Friday, March 14, 2014

Slice of Life - Engagement



Slice of Life is sponsored on Tuesdays by Two Writing Teachers. For the month of March we are posting a slice each day on our blog. Join in!

Lately I’ve been talking to some friends and colleagues about what engagement looks like in the classroom. Sometimes it is easy to define, sometimes I work hard to come up with an all-encompassing definition, and sometimes it unfolds in front of me – as it did today.

Our class read aloud is an ARC called Mark of the Dragonfly by Jaleigh Johnson. (Release date of 3/25/14) This is a book I loved the first time I read it, but reading it with my students brings it to a whole new level. My students beg me to read more each day. We have great conversations about the world that Piper lives in, the friendship she and Anna have, and how different their lives are then ours.

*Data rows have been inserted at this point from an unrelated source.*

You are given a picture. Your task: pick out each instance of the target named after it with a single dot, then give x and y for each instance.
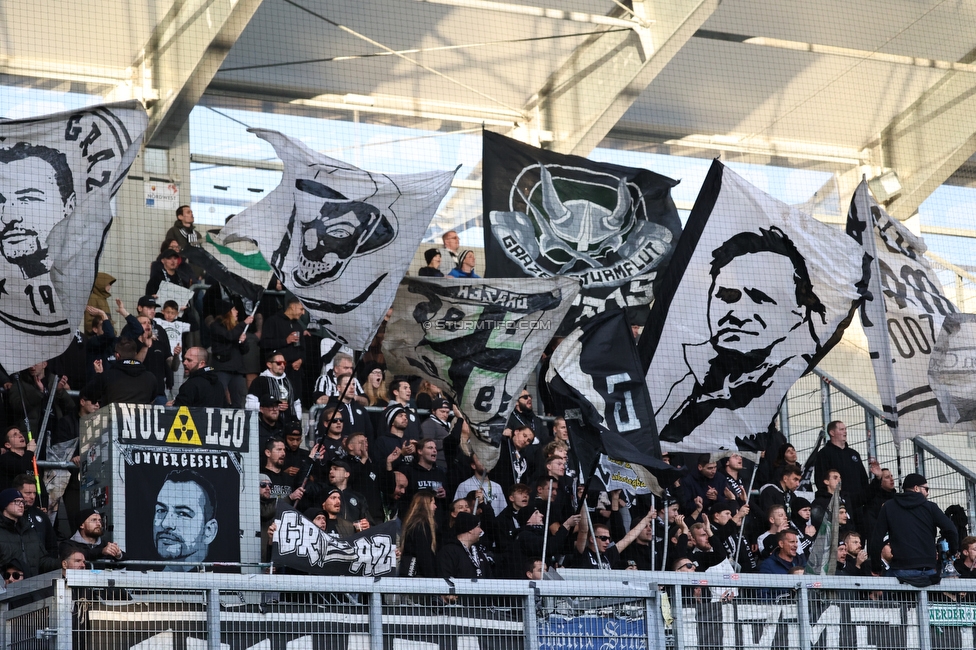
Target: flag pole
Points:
(589, 520)
(653, 536)
(742, 526)
(257, 303)
(545, 534)
(667, 536)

This week we have had the chance to read even more than normal. With state testing filling our mornings, our after schedules are completely out of whack. As a result, we’ve had some extra reading time. Today we raced to finish a chapter. I will be out of the building tomorrow and they had to know what would happen before I left. As I read, I noticed kids were moving closer to me, leaning in. Chairs pulled forward, groans could be heard as I paused; exclamations of the gravity of the situation Piper and her friends found themselves in. Ten minutes passed. Twenty. Thirty. I glanced up and realized that we had three minutes until we must line up for Art. I looked back at the book reading aloud while also scanning ahead to see if I could finish the chapter. I saw the last line of the chapter and smiled. We needed to reach that.

Tensions mounted as the scene unfolded, Piper, Anna, and Gee trying to protect the amazing train that they were traveling on. I will leave out the details of the scene so you can experience them yourself, suffice to say the chapter ended with a line that went something like, “And with that, Piper let go.”

I said it, closed the book, and looked up. Kids rose up from their chairs in protest. Groans coursed across the room. From one child I heard, “You’ve got to be kidding!”

I tried hard to suppress the grin that was threating to break through. “Sorry, guys, I can’t control the time, we have to go to Art.”

They begged, they pleaded, and then they lined up. The entire way there, even though they were supposed to be quiet in the halls, I heard murmured conversations about what was going to happen next.

One student looked at me and said, “You know, that really wasn’t fair.”

I replied, “I know, but wasn’t it great?” The grin I got in return told me that he agreed. And that, my friends, is engagement.